2

This has happened a couple of times since we moved our cluster project from Google to AWS.

We have an EFS volume that's mounted on a load-balanced cluster in a Beanstalk project.

I will be in the middle of setting something up, either uploading a large ZIP file to that EFS volume (via an instance on the load-balanced cluster), or unzipping one from an ssh session on the cluster instance, and I will suddenly find the instance ripped out from under me, and find that the cluster has bred two (or more) new instances, and is shutting down the one I was accessing.

What is going on here? The instances are all "t2-micro" instances; are they inadequate to the sustained load, and running out of burst capacity? Has anybody seen anything like this?

hbquikcomjamesl
  • 219
  • 1
  • 13
  • How large is your EFS filesystem (in GB/TB)? Are you using provisioned throughput on EFS? How do the CloudWatch metrics on EFS look after these incidents occur? – Michael - sqlbot Feb 19 '19 at 01:56
  • You need to look at your cloudwatch metrics and give us additional info. Generally I wouldn't use t2/t3 instance in an auto scaling group as they have variable performance, eg when you run out of CPU credits their performance drops. Why the instance is being deleted depends on your configuration, and AWS is very configurable. – Tim Feb 19 '19 at 02:46
  • Approximately leading up to the time the proverbial rug was pulled out from under me, the CloudWatch on on the EFS shows first a downspike in "Burst Credit balance (but the entire range shown on the vertical axis of that graph is from 2.31T to 2.31T [?!?]) and a spike in "Percent IO Limit Average" of 2.31%. Then, for about an hour and 45 minutes, apparently coinciding with my upload, "Data Write IO Bytes Average" shows 1.05M. Then "Client Connections Sum" spikes at 20, right around the time the new instances are spawned and the one I was using shut down. – hbquikcomjamesl Feb 19 '19 at 17:39
  • The "Metered Size" is 399.3M. The Performance Mode is "General Purpose"; the Throughput Mode" is "Bursting." – hbquikcomjamesl Feb 19 '19 at 17:40

1 Answers1

2

So you've got this t2.micro in an Auto Scaling Group (ASG) I assume?

And this ASG is configured to scale up/down based on average CPU load?

You overload it with some large ZIP file manipulation, run out of CPU Credits, CloudWatch notices the average CPU load goes above the threshold and starts a new instance. As expected.

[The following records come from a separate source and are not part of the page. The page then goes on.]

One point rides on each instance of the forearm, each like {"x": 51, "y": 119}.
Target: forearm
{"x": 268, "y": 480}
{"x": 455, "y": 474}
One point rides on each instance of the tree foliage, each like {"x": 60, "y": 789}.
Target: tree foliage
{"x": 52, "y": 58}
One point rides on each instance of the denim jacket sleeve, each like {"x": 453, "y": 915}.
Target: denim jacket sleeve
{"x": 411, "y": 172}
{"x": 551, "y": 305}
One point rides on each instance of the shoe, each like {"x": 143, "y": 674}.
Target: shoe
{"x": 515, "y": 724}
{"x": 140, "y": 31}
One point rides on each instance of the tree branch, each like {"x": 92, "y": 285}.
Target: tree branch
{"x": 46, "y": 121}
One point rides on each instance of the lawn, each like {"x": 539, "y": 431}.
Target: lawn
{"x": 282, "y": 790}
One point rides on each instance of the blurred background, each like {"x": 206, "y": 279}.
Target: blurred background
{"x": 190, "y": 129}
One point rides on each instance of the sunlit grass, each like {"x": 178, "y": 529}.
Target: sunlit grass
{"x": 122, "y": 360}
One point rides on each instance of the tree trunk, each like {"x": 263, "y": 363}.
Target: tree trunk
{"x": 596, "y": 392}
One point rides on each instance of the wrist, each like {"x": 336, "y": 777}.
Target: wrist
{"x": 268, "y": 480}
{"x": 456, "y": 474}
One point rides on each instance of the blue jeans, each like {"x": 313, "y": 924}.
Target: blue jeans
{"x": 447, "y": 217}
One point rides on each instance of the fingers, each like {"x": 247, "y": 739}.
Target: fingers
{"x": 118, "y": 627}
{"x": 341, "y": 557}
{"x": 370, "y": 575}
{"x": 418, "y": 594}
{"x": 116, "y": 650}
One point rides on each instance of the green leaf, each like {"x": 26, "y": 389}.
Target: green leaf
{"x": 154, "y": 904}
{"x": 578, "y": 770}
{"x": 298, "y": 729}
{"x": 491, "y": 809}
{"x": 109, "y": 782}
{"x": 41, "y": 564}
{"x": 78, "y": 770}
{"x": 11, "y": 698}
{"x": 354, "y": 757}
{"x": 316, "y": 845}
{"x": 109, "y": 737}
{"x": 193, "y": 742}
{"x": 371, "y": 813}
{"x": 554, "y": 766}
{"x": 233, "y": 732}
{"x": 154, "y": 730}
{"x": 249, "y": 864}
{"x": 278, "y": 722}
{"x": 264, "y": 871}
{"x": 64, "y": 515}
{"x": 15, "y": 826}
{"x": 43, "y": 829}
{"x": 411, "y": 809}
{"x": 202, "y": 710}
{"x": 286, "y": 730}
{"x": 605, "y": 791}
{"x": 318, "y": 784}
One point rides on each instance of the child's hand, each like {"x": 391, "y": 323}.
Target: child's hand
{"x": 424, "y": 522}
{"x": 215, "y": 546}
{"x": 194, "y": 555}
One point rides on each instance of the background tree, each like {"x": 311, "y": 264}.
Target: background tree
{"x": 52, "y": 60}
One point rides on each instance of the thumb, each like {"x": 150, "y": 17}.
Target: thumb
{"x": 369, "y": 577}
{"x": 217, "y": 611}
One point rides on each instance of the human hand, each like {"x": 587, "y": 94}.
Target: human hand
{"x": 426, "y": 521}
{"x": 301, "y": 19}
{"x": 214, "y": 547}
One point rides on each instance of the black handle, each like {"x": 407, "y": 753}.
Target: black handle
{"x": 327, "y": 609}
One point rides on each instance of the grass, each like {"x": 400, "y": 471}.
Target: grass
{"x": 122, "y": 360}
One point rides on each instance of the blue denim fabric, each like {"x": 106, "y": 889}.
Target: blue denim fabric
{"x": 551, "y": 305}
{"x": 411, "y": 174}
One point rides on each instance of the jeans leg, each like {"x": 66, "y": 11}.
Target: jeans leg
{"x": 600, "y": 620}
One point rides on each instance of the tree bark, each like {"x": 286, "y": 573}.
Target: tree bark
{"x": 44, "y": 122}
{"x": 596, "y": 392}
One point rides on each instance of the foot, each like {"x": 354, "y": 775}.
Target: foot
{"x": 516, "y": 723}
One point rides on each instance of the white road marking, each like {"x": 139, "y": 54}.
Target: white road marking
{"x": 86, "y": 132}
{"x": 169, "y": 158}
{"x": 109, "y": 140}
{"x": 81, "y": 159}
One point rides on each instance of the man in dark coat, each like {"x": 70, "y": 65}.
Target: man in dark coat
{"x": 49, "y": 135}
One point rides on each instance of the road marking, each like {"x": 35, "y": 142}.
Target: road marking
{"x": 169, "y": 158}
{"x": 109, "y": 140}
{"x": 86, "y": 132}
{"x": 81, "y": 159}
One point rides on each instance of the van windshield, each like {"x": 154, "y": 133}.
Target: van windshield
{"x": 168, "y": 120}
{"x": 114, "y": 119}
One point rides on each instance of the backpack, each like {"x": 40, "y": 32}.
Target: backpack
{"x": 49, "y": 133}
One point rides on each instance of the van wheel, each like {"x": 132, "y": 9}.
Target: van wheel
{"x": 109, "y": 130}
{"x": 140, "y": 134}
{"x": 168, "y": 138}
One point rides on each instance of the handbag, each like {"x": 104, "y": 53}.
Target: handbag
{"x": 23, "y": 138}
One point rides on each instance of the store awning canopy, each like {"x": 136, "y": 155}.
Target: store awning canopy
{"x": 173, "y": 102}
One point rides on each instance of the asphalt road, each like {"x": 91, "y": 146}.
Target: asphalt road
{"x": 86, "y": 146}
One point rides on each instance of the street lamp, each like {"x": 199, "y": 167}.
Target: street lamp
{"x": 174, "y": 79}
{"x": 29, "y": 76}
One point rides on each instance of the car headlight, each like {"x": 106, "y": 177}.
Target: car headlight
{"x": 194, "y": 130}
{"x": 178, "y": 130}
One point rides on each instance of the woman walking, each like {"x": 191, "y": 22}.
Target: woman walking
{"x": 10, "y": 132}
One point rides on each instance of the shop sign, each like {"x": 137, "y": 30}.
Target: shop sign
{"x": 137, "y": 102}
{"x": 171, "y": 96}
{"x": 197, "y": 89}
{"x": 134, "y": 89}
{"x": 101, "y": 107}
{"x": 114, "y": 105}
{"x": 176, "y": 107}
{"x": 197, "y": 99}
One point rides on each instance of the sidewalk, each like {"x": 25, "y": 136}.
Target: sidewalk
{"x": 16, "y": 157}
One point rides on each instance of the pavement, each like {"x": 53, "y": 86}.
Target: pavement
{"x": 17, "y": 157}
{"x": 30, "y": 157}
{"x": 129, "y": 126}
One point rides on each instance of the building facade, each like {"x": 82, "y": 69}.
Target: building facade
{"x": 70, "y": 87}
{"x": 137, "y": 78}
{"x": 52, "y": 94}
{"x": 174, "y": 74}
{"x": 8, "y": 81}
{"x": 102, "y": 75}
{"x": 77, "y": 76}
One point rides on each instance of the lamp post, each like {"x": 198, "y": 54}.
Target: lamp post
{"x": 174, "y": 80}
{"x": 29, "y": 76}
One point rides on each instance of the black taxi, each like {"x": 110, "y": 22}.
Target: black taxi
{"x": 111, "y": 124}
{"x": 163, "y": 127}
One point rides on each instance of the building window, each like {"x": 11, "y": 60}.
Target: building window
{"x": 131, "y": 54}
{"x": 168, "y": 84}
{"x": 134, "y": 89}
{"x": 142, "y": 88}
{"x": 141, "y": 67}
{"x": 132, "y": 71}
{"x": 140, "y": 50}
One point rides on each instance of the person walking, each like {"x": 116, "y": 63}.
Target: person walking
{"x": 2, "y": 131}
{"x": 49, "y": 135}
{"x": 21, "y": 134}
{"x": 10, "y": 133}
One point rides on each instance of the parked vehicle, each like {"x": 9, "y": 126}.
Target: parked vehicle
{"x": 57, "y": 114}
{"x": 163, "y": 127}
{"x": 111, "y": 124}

That takes the average CPU load down and ASG terminates the longest running instance (the one you're working on). Also as expected.

  1. I guess your scaling up/down thresholds are too close to each other (maybe you've got scale up when load > 60% and scale down when load is < 50%) - configure a bigger gap, e.g. 60% / 30%).

  2. Don't overload T2/T3, use T2/T3 Unlimited, or use some other instance type like M4, M5 or C5 that don't use CPU credits and provide consistent performance.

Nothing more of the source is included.